Regardless of whether the creators worked on their pieces alone or together or how much they participated in artistic work outside their own pieces, the majority of them had the experience of belonging to a group. The common goal of creating a community artwork united the creators into a large group, in which everyone did their best with their own piece, depending on their individual starting points.

Material changes and the nature of the gradually vanishing work

In addition to the creators, the Mynä-Mynä-Maa process was guided by the choice of materials and their availability, as well as the premises of the former residential care home, which is where the community artwork is located. With the exception of the tools and materials required for the work and especially the preliminary work, the materials used in the project were mostly recycled, which means that their availability had an impact on the ideation and implementation of the works. It was also possible for the creators to consciously emphasise the importance of the materials as a means of telling the story of the work. The works utilise, among other things, insulation material left over from construction sites, pages from official lists of medicines and wild plants.

The physical environment of Mynä-Mynä-Maa has partly limited, but also made it possible to realise even the wildest of ideas. The former patient rooms have been turned, for example, into an undersea world and a post-human space that nature has taken over as its own.

Mynä-Mynä-Maa is a multisensory entity whose works can be seen and felt in many ways. In addition to their visual form, the works contain various surfaces, some of which can even be touched. Their multisensory nature is also manifested in the form of sound and movement, which both act, for example, as creators of mood and elements that invite the viewer to engage with them. The multisensory factors are also present in the complete finished work as changes that are beyond the creators’ influence.

The materials have continued to exist during the project and after its completion. They act as independent actors within the community artwork, in cooperation with the human hand.
The material changes in the works caused by such non-human actors are noticeable in their visual appearance when, for example, natural materials wither, paintwork wears out and paper surfaces become warped over time.
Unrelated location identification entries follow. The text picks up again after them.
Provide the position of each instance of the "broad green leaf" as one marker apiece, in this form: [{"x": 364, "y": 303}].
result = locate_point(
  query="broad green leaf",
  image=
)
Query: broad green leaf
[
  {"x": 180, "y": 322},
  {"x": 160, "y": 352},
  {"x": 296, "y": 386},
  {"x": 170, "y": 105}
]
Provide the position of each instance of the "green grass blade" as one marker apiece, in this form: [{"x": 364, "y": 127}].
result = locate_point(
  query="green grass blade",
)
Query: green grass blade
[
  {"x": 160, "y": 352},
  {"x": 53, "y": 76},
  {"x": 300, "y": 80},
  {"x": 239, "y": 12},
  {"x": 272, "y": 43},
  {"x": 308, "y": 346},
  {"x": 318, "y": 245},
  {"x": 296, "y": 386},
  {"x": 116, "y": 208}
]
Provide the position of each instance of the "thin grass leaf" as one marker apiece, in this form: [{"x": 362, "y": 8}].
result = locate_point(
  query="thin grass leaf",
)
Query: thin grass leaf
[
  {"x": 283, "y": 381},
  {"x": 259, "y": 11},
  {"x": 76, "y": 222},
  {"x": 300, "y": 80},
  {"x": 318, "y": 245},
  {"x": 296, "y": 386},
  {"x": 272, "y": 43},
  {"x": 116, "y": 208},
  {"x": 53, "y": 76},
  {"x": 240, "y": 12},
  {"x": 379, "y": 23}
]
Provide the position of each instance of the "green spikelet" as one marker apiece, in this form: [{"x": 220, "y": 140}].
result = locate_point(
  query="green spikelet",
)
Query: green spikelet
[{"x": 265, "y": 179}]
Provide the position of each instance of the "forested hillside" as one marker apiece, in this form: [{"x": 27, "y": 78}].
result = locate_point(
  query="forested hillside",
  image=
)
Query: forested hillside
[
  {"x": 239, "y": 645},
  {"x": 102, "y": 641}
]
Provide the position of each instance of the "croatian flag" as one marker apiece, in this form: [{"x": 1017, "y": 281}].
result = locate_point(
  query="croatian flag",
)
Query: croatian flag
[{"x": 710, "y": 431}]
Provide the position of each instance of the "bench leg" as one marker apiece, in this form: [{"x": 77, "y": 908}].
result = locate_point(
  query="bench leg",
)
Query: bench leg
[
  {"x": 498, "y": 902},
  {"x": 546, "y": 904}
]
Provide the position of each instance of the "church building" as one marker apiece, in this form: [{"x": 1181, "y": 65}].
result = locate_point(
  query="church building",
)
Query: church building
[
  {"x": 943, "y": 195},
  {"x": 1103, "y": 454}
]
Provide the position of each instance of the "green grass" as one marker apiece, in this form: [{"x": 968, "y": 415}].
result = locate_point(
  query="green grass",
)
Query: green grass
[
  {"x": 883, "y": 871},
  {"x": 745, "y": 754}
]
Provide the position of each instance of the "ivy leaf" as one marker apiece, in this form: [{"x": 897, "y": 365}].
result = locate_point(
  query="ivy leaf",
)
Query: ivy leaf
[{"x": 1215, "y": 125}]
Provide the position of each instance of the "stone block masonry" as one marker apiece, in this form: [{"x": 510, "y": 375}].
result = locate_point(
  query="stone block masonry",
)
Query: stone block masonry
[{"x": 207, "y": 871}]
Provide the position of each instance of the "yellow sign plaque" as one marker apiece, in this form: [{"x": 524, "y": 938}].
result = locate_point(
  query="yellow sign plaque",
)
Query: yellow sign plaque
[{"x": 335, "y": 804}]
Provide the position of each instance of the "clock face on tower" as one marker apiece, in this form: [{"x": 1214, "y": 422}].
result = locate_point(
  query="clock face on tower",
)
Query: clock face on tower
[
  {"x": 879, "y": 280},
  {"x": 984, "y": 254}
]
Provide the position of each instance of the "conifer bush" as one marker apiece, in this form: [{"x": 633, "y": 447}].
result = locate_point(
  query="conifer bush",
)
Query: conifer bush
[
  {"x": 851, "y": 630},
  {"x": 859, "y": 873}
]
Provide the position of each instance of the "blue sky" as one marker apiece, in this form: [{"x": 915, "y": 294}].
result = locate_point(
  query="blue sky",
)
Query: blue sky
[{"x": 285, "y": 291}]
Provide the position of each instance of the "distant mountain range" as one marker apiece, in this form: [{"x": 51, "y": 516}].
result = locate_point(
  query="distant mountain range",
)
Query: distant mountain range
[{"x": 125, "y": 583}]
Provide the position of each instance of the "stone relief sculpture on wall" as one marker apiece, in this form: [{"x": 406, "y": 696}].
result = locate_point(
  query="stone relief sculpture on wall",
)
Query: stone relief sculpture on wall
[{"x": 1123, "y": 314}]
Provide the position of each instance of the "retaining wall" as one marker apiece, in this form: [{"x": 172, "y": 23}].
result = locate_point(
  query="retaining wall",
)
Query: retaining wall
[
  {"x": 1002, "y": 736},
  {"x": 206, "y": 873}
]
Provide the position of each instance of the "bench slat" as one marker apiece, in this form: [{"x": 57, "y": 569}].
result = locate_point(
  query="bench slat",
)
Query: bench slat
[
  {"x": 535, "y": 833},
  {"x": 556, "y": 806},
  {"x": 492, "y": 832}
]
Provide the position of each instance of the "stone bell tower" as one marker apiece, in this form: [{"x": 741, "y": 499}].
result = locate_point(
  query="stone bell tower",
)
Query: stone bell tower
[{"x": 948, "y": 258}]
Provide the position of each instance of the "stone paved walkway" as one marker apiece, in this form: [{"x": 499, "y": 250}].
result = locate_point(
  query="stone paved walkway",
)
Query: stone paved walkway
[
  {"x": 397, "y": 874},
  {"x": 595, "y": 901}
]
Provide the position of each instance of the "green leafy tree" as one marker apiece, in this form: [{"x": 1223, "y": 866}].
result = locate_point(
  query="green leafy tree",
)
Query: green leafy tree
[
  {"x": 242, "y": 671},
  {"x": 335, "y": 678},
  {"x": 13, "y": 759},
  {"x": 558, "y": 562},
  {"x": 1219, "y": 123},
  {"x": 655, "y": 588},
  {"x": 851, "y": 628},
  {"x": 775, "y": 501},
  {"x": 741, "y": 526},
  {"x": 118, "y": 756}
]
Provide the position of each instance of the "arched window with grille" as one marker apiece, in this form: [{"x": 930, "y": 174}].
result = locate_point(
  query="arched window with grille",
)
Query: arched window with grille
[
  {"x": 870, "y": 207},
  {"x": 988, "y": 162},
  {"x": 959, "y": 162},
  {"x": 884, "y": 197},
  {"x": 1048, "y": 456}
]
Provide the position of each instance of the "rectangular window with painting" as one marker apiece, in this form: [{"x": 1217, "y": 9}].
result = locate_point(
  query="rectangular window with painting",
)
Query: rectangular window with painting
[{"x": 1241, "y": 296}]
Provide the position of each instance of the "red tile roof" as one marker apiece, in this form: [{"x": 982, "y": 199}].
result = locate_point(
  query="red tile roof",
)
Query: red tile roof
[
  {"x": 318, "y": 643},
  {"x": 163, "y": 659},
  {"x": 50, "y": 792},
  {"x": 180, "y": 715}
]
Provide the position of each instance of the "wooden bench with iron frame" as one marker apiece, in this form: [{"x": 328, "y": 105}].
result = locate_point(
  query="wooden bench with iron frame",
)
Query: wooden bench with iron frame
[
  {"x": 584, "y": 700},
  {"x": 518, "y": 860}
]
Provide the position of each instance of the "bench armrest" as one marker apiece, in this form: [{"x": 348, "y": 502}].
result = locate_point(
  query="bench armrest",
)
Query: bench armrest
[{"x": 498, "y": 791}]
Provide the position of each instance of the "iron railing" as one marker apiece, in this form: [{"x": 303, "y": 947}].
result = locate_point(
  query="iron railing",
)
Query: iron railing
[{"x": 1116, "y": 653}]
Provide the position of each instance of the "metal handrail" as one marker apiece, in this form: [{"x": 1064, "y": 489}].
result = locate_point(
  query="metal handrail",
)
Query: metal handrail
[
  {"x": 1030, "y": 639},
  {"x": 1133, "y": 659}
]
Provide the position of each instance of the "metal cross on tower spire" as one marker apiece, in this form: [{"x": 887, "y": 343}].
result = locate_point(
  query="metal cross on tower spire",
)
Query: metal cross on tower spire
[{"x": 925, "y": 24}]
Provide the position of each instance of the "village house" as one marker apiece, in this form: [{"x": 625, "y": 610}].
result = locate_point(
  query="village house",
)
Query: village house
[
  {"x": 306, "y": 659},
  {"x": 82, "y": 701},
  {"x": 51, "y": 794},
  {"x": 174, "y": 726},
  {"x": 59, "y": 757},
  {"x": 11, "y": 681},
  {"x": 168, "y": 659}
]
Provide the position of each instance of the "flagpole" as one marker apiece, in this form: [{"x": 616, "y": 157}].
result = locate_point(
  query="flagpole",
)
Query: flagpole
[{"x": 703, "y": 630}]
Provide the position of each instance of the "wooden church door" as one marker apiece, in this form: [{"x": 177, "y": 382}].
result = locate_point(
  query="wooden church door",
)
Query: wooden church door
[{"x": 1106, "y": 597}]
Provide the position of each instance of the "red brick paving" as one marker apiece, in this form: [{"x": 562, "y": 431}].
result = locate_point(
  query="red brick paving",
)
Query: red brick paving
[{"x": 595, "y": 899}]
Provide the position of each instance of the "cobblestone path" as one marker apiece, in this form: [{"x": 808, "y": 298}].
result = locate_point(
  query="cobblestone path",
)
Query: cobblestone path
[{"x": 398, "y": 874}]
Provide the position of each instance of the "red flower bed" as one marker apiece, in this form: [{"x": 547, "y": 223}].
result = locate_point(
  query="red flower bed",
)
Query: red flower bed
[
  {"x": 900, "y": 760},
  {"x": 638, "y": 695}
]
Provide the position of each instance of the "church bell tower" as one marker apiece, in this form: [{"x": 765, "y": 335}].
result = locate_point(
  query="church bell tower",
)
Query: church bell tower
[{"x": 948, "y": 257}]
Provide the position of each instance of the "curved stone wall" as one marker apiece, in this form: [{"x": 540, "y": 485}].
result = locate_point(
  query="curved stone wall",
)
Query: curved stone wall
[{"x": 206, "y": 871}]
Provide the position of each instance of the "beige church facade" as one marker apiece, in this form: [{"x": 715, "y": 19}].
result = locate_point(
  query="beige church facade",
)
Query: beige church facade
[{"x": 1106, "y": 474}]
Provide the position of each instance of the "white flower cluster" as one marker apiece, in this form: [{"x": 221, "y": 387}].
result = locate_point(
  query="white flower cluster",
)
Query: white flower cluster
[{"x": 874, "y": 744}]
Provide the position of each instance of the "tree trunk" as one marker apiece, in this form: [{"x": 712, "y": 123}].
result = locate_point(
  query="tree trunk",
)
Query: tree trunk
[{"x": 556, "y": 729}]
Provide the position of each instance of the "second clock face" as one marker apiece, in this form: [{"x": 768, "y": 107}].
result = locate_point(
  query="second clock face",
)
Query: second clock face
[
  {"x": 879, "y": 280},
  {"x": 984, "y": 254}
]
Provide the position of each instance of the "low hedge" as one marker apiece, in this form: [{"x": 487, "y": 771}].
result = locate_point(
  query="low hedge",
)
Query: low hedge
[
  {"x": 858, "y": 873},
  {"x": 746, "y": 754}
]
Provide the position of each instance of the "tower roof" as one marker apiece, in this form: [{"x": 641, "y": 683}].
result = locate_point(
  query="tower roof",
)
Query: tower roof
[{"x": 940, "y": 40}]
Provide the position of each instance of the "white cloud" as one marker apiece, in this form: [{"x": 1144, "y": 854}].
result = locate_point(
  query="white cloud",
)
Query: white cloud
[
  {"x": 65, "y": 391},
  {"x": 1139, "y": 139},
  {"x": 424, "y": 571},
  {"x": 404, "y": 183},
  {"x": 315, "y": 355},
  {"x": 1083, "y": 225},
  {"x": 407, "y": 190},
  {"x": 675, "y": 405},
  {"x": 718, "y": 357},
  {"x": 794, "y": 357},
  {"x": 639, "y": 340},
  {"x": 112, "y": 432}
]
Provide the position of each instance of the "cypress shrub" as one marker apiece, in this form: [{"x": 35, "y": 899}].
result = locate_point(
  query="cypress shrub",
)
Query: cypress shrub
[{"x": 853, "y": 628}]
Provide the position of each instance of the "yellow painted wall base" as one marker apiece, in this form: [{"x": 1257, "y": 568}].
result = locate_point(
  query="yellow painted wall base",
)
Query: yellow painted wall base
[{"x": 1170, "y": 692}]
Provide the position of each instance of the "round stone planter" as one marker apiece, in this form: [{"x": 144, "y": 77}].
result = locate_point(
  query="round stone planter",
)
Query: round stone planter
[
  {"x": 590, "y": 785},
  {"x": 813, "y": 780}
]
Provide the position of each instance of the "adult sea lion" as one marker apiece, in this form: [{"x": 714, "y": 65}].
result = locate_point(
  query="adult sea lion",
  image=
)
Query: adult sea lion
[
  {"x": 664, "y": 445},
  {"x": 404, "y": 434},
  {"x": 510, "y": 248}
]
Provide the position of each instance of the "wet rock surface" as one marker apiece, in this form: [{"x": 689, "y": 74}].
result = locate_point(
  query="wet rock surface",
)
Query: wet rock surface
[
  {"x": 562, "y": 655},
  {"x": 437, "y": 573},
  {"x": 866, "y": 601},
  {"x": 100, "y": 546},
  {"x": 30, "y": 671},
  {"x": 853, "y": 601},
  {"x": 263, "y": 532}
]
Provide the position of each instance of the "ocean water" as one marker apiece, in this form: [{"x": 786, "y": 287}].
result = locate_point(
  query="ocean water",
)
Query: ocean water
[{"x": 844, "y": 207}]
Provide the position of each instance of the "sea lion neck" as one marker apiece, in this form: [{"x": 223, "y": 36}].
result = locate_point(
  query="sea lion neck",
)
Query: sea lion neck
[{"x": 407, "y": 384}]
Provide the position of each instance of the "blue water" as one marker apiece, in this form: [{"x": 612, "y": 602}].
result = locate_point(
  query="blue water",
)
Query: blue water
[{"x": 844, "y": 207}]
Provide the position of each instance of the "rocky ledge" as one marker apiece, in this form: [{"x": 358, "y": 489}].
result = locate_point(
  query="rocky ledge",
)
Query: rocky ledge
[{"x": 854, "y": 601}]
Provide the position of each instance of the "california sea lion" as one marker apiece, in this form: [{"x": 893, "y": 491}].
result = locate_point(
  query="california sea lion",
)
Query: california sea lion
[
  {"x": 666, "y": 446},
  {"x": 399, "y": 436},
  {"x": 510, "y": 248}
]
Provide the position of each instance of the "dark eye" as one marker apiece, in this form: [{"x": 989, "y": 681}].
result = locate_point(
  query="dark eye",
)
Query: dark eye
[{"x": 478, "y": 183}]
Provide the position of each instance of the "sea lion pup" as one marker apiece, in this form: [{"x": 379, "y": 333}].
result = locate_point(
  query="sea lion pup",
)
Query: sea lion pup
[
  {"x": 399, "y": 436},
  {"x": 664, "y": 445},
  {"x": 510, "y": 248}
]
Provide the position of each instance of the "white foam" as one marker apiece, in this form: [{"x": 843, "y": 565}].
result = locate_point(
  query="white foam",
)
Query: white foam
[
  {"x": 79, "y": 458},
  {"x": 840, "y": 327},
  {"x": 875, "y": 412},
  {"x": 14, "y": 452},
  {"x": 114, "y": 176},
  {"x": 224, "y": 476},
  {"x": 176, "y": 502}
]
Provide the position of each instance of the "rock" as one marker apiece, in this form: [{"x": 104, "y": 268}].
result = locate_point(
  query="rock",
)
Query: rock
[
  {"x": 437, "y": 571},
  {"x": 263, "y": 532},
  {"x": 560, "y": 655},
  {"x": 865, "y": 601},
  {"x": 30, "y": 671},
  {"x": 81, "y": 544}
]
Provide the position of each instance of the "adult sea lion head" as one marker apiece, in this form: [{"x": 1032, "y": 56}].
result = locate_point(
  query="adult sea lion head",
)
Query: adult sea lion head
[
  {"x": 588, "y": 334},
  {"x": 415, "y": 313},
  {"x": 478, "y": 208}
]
Months after the opening, changes can be observed in the odour of, for example, works containing natural or clay-based materials.

The way some of the works communicate with the environment outside the borders of Mynä-Mynä-Maa affects the mood they portray. The works may appear different depending, for example, on the lighting or even the season. The way the community artwork settles in its surroundings and adapts to the changes in the landscape emphasises its adaptability.

Mynä-Mynä-Maa is special

The unique nature of the project lies in the exceptionally extensive way of executing it and its location in the former local residential care home. The method of execution, in turn, includes both the duration of the project, its concrete size and the significant number of creators involved. The mutual and equal collaboration between the guiding community artists and other creators, as well as exhibiting the works under each creator’s own name, has undoubtedly increased the creators’ motivation to carry out their work.

In addition to the feeling of working together and belonging to the group of creators, their artistic aspirations and their pursuit of them played an essential role in the project. A prerequisite for the realisation of a creator’s artistic vision was their ability to act as active parties in the project. In the end, the experience of authorship became more important than the creators’ artistic identity, even though the creators felt that they were making art. The way Mynä-Mynä-Maa challenges and expands perceptions of art and artistic identity in a positive way highlights its uniqueness.